The recipe mainly consists of coconut milk or coconut cream and curry spices. The key to this dish is to char-grill the chicken before mixing it in the sauce for that delicious and authentic smokey flavor. Other meats such as fish or shrimp are often used in place of chicken, with some recipes having potatoes and eggs added to the mix.
14. Kenyan Beef Stew
For some, this beef stew is the ultimate Kenyan comfort food. It consists of meltingly tender chunks of beef braised in a tomato-coconut broth with garlic, onions, potatoes, carrots, herbs, and spices. Potatoes are often used to thicken the broth but cornmeal can be used as well.
Popular throughout East Africa, beef stew is typically made with whatever vegetables are available so recipes often vary from household to household. It’s is best served over a bowl of rice like wali wa nazi or with a side of chapati and some sukuma wiki.
15. Nyama Choma
Nyama choma is considered by many to be a national dish of Kenya. It means “barbecued meat” in Swahili and refers to lightly seasoned roasted meat. Goat is the meat of choice but it can be made with beef as well.
Nyama choma is available throughout the country – from roadside eateries to proper sit-down restaurants – and is often enjoyed with beer and side dishes like salad and ugali.

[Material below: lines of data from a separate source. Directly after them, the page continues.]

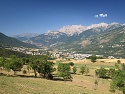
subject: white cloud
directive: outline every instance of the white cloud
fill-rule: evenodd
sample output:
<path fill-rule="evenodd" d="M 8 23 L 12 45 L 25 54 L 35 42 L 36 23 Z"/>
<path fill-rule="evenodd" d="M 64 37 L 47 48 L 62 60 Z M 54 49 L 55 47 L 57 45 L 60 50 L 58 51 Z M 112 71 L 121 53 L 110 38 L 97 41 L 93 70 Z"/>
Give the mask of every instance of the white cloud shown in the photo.
<path fill-rule="evenodd" d="M 103 13 L 95 15 L 95 18 L 105 18 L 105 17 L 108 17 L 108 15 Z"/>

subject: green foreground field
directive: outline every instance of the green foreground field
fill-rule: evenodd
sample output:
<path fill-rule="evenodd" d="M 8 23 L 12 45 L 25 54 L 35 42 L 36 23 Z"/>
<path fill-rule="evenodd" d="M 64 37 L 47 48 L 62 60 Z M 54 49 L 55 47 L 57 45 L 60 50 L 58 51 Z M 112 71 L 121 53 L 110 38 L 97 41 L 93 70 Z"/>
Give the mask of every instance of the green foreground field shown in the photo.
<path fill-rule="evenodd" d="M 124 63 L 125 60 L 121 61 Z M 81 75 L 78 68 L 77 74 L 72 74 L 72 82 L 67 81 L 66 83 L 61 80 L 54 81 L 34 77 L 0 76 L 0 94 L 122 94 L 118 90 L 115 93 L 109 91 L 111 79 L 95 77 L 96 68 L 100 66 L 114 68 L 117 59 L 101 59 L 96 63 L 91 63 L 88 60 L 73 60 L 70 62 L 74 62 L 76 67 L 87 65 L 90 68 L 90 73 L 88 76 Z M 9 74 L 13 74 L 13 72 L 9 72 Z M 22 72 L 18 74 L 22 75 Z M 94 90 L 95 79 L 99 80 L 97 90 Z"/>
<path fill-rule="evenodd" d="M 79 77 L 72 82 L 50 81 L 40 78 L 22 78 L 0 76 L 0 94 L 111 94 L 107 90 L 107 83 L 100 81 L 99 89 L 94 90 L 91 83 L 87 80 L 80 82 L 89 85 L 91 88 L 85 88 L 78 85 Z M 83 78 L 84 79 L 84 78 Z M 90 80 L 90 79 L 89 79 Z M 85 82 L 85 83 L 84 83 Z M 87 83 L 87 84 L 86 84 Z M 113 93 L 122 94 L 122 93 Z"/>

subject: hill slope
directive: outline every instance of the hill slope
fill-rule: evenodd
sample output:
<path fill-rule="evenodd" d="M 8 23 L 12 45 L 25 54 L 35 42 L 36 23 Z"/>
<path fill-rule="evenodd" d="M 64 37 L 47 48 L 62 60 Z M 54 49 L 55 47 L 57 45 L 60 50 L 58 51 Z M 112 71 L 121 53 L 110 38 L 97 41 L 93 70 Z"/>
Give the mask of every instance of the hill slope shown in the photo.
<path fill-rule="evenodd" d="M 68 49 L 77 53 L 102 54 L 125 58 L 125 26 L 95 34 L 74 42 L 55 46 L 58 49 Z"/>
<path fill-rule="evenodd" d="M 2 46 L 23 46 L 23 47 L 36 47 L 35 45 L 23 43 L 15 38 L 8 37 L 3 33 L 0 33 L 0 45 Z"/>

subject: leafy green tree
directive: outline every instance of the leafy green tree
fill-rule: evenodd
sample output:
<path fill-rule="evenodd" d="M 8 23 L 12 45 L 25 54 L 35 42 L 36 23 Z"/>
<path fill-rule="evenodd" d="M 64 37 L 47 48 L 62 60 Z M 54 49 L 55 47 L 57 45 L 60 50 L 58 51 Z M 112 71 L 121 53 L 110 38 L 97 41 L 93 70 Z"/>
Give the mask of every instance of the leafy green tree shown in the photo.
<path fill-rule="evenodd" d="M 121 64 L 121 66 L 122 68 L 115 70 L 112 75 L 110 91 L 115 92 L 115 89 L 119 89 L 125 94 L 125 64 Z"/>
<path fill-rule="evenodd" d="M 89 73 L 89 68 L 85 67 L 85 74 L 87 75 Z"/>
<path fill-rule="evenodd" d="M 63 77 L 64 81 L 67 79 L 72 79 L 70 73 L 70 65 L 69 63 L 59 63 L 58 65 L 58 74 L 60 77 Z"/>
<path fill-rule="evenodd" d="M 85 73 L 85 66 L 82 66 L 82 67 L 80 68 L 80 73 L 82 73 L 82 75 Z"/>
<path fill-rule="evenodd" d="M 91 57 L 90 57 L 90 59 L 91 59 L 91 62 L 96 62 L 96 59 L 97 59 L 97 57 L 96 57 L 96 55 L 92 55 Z"/>
<path fill-rule="evenodd" d="M 39 61 L 33 60 L 33 58 L 31 58 L 30 66 L 34 71 L 34 74 L 35 74 L 34 77 L 35 78 L 37 77 L 37 69 L 38 69 L 39 63 L 40 63 Z"/>
<path fill-rule="evenodd" d="M 34 70 L 35 78 L 37 77 L 37 72 L 40 74 L 43 78 L 52 79 L 51 72 L 54 71 L 53 69 L 53 62 L 48 61 L 48 58 L 46 56 L 43 57 L 37 57 L 34 56 L 31 58 L 30 66 Z"/>
<path fill-rule="evenodd" d="M 69 65 L 70 65 L 70 66 L 74 66 L 74 63 L 73 63 L 73 62 L 69 62 Z"/>
<path fill-rule="evenodd" d="M 77 68 L 73 67 L 72 69 L 73 69 L 73 73 L 76 74 Z"/>
<path fill-rule="evenodd" d="M 120 64 L 120 63 L 121 63 L 121 61 L 120 61 L 120 60 L 117 60 L 117 63 L 118 63 L 118 64 Z"/>
<path fill-rule="evenodd" d="M 0 60 L 0 67 L 5 67 L 5 63 L 6 63 L 6 58 L 5 57 L 1 57 L 1 60 Z"/>
<path fill-rule="evenodd" d="M 94 89 L 95 89 L 95 90 L 97 90 L 97 87 L 98 87 L 98 82 L 99 82 L 99 80 L 97 80 L 97 79 L 94 81 L 94 84 L 95 84 Z"/>
<path fill-rule="evenodd" d="M 50 62 L 50 61 L 47 61 L 47 60 L 42 60 L 42 61 L 40 61 L 40 64 L 37 68 L 37 72 L 43 78 L 53 79 L 53 76 L 51 74 L 51 72 L 54 71 L 53 65 L 54 65 L 53 62 Z"/>
<path fill-rule="evenodd" d="M 96 76 L 100 77 L 100 78 L 107 78 L 107 70 L 105 68 L 100 68 L 95 70 L 95 74 Z"/>
<path fill-rule="evenodd" d="M 14 75 L 16 75 L 17 71 L 21 71 L 23 64 L 20 60 L 20 58 L 17 58 L 16 56 L 11 56 L 11 60 L 9 63 L 6 64 L 7 69 L 12 69 L 14 71 Z"/>

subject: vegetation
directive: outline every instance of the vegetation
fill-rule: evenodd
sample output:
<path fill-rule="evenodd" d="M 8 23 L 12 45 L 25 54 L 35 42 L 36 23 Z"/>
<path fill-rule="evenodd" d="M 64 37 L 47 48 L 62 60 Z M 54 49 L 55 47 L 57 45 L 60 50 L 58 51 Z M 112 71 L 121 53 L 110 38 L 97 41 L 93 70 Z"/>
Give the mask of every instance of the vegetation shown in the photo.
<path fill-rule="evenodd" d="M 63 77 L 64 81 L 68 79 L 72 79 L 71 73 L 70 73 L 70 65 L 69 63 L 59 63 L 58 65 L 58 74 L 60 77 Z"/>
<path fill-rule="evenodd" d="M 77 68 L 76 68 L 76 67 L 73 67 L 72 69 L 73 69 L 73 73 L 76 74 Z"/>
<path fill-rule="evenodd" d="M 112 75 L 111 91 L 119 89 L 125 94 L 125 64 L 119 64 L 121 68 L 115 70 Z"/>
<path fill-rule="evenodd" d="M 84 66 L 82 66 L 82 67 L 80 68 L 80 73 L 82 73 L 82 75 L 85 73 L 85 67 L 84 67 Z"/>

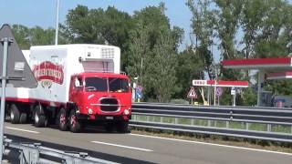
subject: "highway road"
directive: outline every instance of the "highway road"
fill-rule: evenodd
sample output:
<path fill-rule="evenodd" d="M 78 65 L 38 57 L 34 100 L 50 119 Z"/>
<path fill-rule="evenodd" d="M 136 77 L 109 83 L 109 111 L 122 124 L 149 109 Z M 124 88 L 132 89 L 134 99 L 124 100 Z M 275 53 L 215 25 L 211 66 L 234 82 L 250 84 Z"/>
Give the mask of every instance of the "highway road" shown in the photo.
<path fill-rule="evenodd" d="M 87 130 L 83 133 L 5 123 L 5 135 L 17 141 L 42 142 L 45 147 L 85 151 L 119 163 L 290 164 L 292 154 L 203 142 Z"/>

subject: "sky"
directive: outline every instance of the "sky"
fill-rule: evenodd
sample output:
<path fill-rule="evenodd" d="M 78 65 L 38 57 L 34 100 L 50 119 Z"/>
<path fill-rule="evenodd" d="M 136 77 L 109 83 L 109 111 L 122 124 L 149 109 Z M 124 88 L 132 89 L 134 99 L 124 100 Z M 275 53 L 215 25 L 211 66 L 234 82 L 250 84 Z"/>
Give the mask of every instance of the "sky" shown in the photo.
<path fill-rule="evenodd" d="M 36 26 L 43 28 L 56 26 L 57 0 L 1 0 L 0 25 L 20 24 L 28 27 Z M 185 37 L 182 46 L 189 43 L 188 35 L 191 32 L 190 25 L 192 13 L 186 6 L 187 0 L 59 0 L 59 22 L 64 23 L 69 9 L 78 5 L 89 8 L 107 8 L 115 6 L 120 11 L 132 15 L 134 11 L 141 10 L 149 5 L 158 6 L 164 2 L 171 25 L 183 28 Z"/>

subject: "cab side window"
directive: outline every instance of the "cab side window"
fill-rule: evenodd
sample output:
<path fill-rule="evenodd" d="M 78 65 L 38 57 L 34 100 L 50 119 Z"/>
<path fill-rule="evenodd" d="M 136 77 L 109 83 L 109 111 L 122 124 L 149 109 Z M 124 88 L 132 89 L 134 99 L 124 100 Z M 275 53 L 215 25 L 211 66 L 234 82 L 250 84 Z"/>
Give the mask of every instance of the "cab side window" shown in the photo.
<path fill-rule="evenodd" d="M 74 87 L 80 89 L 83 86 L 82 78 L 80 77 L 76 77 L 74 79 Z"/>

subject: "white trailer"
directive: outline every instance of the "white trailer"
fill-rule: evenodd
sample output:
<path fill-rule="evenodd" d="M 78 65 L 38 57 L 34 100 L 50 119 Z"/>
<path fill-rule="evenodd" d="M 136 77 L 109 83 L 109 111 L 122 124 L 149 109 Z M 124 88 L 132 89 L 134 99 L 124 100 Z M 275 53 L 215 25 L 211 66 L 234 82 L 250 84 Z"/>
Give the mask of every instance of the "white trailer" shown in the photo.
<path fill-rule="evenodd" d="M 85 120 L 107 122 L 108 129 L 127 128 L 131 94 L 129 78 L 120 74 L 119 47 L 39 46 L 23 53 L 38 86 L 7 87 L 6 113 L 13 123 L 25 122 L 31 116 L 36 127 L 53 119 L 61 130 L 68 126 L 74 132 L 87 124 Z"/>

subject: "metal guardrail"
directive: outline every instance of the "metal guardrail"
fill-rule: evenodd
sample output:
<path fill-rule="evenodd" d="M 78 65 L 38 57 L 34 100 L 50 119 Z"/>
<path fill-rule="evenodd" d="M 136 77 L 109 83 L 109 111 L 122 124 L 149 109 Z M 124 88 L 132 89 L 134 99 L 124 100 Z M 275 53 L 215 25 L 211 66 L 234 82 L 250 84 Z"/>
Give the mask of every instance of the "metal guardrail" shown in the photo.
<path fill-rule="evenodd" d="M 18 150 L 20 164 L 37 163 L 66 163 L 66 164 L 116 164 L 109 160 L 92 158 L 85 152 L 61 151 L 41 146 L 40 143 L 18 143 L 11 139 L 4 140 L 4 154 L 8 155 L 12 150 Z M 51 160 L 58 159 L 60 162 Z"/>
<path fill-rule="evenodd" d="M 133 119 L 130 124 L 132 127 L 292 142 L 292 108 L 134 103 L 132 115 L 175 118 L 174 123 Z M 178 124 L 177 118 L 226 121 L 226 127 L 213 127 L 209 122 L 208 126 L 183 125 Z M 231 121 L 246 124 L 246 128 L 230 128 Z M 266 124 L 267 130 L 251 130 L 248 124 L 252 123 Z M 290 127 L 291 133 L 273 132 L 273 125 Z"/>

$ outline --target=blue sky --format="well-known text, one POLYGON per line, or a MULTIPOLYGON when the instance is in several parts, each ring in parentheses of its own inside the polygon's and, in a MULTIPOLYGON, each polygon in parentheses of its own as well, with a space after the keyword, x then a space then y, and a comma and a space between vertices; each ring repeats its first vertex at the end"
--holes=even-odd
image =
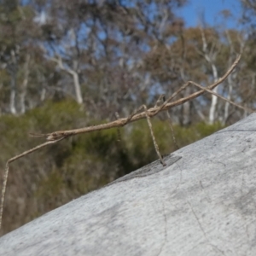
POLYGON ((178 16, 185 20, 186 26, 199 25, 199 17, 202 13, 207 25, 237 29, 237 20, 241 15, 241 9, 239 0, 189 0, 189 4, 177 12, 178 16), (233 16, 224 20, 219 15, 223 9, 229 9, 233 16))

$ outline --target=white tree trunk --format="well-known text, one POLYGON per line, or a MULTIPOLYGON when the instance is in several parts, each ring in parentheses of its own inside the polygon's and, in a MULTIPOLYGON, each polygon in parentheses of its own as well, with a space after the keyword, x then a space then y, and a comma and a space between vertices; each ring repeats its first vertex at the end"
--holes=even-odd
POLYGON ((253 113, 44 214, 0 254, 256 255, 255 126, 253 113))

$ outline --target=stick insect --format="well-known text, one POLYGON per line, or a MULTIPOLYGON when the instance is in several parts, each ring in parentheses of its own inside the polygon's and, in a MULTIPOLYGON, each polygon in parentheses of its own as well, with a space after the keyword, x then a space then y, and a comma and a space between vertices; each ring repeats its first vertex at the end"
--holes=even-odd
MULTIPOLYGON (((1 225, 2 225, 2 218, 3 218, 3 205, 4 205, 4 196, 5 196, 5 191, 6 191, 6 186, 7 186, 9 164, 17 160, 18 159, 20 159, 21 157, 24 157, 24 156, 32 153, 32 152, 35 152, 35 151, 37 151, 42 148, 44 148, 49 144, 58 143, 58 142, 60 142, 68 137, 71 137, 71 136, 82 134, 82 133, 87 133, 87 132, 92 132, 92 131, 96 131, 108 130, 108 129, 111 129, 111 128, 119 128, 119 127, 125 126, 129 123, 135 122, 135 121, 137 121, 142 119, 147 119, 150 134, 151 134, 151 137, 152 137, 154 146, 155 148, 155 152, 156 152, 158 157, 160 158, 161 164, 163 166, 165 166, 166 163, 160 153, 159 147, 158 147, 156 139, 155 139, 154 132, 153 132, 152 124, 150 121, 150 118, 157 115, 160 112, 166 111, 167 113, 168 119, 169 119, 170 116, 167 112, 168 109, 171 109, 178 105, 182 105, 186 102, 189 102, 192 99, 195 99, 195 98, 201 96, 205 92, 208 92, 208 93, 211 93, 212 95, 215 95, 216 96, 221 98, 222 100, 224 100, 224 101, 228 102, 229 103, 230 103, 237 108, 240 108, 243 110, 249 111, 249 112, 254 112, 252 109, 249 109, 247 108, 245 108, 243 106, 236 104, 236 103, 231 102, 230 100, 228 100, 212 91, 212 90, 216 86, 218 86, 222 82, 224 82, 226 79, 226 78, 232 73, 232 71, 235 69, 237 63, 239 62, 240 58, 241 58, 241 55, 238 55, 238 57, 234 61, 232 66, 229 68, 229 70, 226 72, 226 73, 222 78, 220 78, 217 82, 213 83, 212 84, 208 85, 207 87, 203 87, 193 81, 189 81, 189 82, 185 83, 179 90, 175 91, 167 100, 166 100, 165 97, 163 96, 161 96, 159 98, 159 100, 154 107, 148 109, 146 105, 143 105, 138 109, 137 109, 132 114, 131 114, 130 116, 128 116, 126 118, 119 118, 119 116, 117 116, 118 119, 113 122, 102 124, 102 125, 98 125, 88 126, 88 127, 84 127, 84 128, 74 129, 74 130, 57 131, 54 131, 54 132, 50 132, 50 133, 47 133, 47 134, 30 133, 29 135, 32 137, 45 137, 46 142, 33 148, 31 148, 27 151, 23 152, 20 154, 14 156, 13 158, 9 159, 6 162, 4 175, 3 175, 3 188, 2 188, 2 195, 1 195, 1 204, 0 204, 0 229, 1 229, 1 225), (173 100, 173 98, 178 93, 180 93, 182 90, 183 90, 189 85, 194 85, 194 86, 199 88, 200 90, 194 92, 191 95, 185 96, 183 98, 180 98, 177 101, 172 102, 173 100), (163 100, 163 102, 160 102, 160 100, 163 100)), ((170 120, 170 127, 171 127, 172 131, 173 131, 171 120, 170 120)), ((177 145, 175 137, 173 138, 173 140, 174 140, 175 144, 177 145)))

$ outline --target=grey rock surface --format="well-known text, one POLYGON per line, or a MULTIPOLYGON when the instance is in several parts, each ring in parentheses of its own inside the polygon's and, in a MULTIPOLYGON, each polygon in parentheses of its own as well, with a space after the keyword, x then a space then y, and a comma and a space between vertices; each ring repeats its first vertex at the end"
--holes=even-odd
POLYGON ((254 113, 7 234, 0 255, 255 256, 255 156, 254 113))

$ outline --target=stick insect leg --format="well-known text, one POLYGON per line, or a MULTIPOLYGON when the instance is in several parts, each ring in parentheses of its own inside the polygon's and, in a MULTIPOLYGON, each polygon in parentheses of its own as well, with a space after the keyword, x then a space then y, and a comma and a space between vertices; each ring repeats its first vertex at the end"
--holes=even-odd
POLYGON ((3 188, 2 188, 2 194, 1 194, 1 203, 0 203, 0 230, 1 230, 1 226, 2 226, 2 219, 3 219, 3 205, 4 205, 4 196, 5 196, 5 191, 6 191, 6 186, 7 186, 7 180, 8 180, 8 175, 9 175, 9 164, 14 162, 15 160, 18 160, 19 158, 23 157, 24 155, 29 154, 34 151, 37 151, 49 144, 52 144, 57 142, 60 142, 61 140, 63 140, 65 137, 61 137, 58 140, 55 141, 49 141, 49 142, 46 142, 43 144, 40 144, 35 148, 32 148, 32 149, 26 150, 20 154, 17 154, 15 156, 14 156, 13 158, 9 159, 7 162, 6 162, 6 166, 5 166, 5 169, 4 169, 4 175, 3 175, 3 188))
POLYGON ((154 143, 154 146, 155 152, 156 152, 158 157, 160 158, 160 160, 161 164, 165 166, 166 163, 165 163, 165 161, 164 161, 164 160, 163 160, 163 158, 162 158, 162 156, 160 153, 159 147, 158 147, 158 144, 157 144, 156 140, 155 140, 155 137, 154 137, 154 132, 153 132, 152 124, 151 124, 151 121, 150 121, 150 117, 148 115, 148 108, 147 108, 146 105, 141 106, 137 109, 137 111, 140 111, 143 108, 145 110, 147 121, 148 121, 148 127, 149 127, 149 130, 150 130, 150 134, 151 134, 151 137, 152 137, 152 140, 153 140, 153 143, 154 143))
MULTIPOLYGON (((166 97, 163 96, 162 99, 165 102, 166 102, 166 97)), ((176 138, 175 138, 174 130, 173 130, 173 126, 172 126, 172 119, 171 119, 170 113, 169 113, 168 110, 166 110, 166 116, 167 116, 167 119, 168 119, 168 124, 169 124, 169 126, 170 126, 170 129, 171 129, 171 133, 172 133, 173 143, 176 147, 176 149, 178 149, 179 147, 177 146, 177 141, 176 141, 176 138)))
MULTIPOLYGON (((156 102, 156 103, 155 103, 155 105, 154 105, 154 108, 160 107, 160 106, 161 106, 161 104, 164 104, 165 102, 166 102, 166 97, 165 97, 165 96, 164 95, 160 95, 159 96, 159 98, 158 98, 158 100, 157 100, 157 102, 156 102)), ((175 145, 176 149, 178 149, 179 147, 177 146, 177 143, 176 139, 175 139, 174 130, 173 130, 173 126, 172 126, 172 119, 171 119, 170 113, 169 113, 168 110, 166 110, 166 116, 167 116, 167 119, 168 119, 169 127, 171 129, 171 133, 172 133, 172 137, 173 143, 175 145)))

Stock images by Depositphotos
With all the ethnic and foreign influences, Kenyan cuisine is indeed a melting pot of hot delicious stew. Tourists planning to visit are in for a surprise with all the delicious food the country has to offer. For the more adventurous palate, prepare to be taken for a ride across the savanna of flavors unique to this East African nation.
With all this delicious Kenyan food to look forward to, that once-in-a-lifetime safari bucket list experience just got a lot more interesting.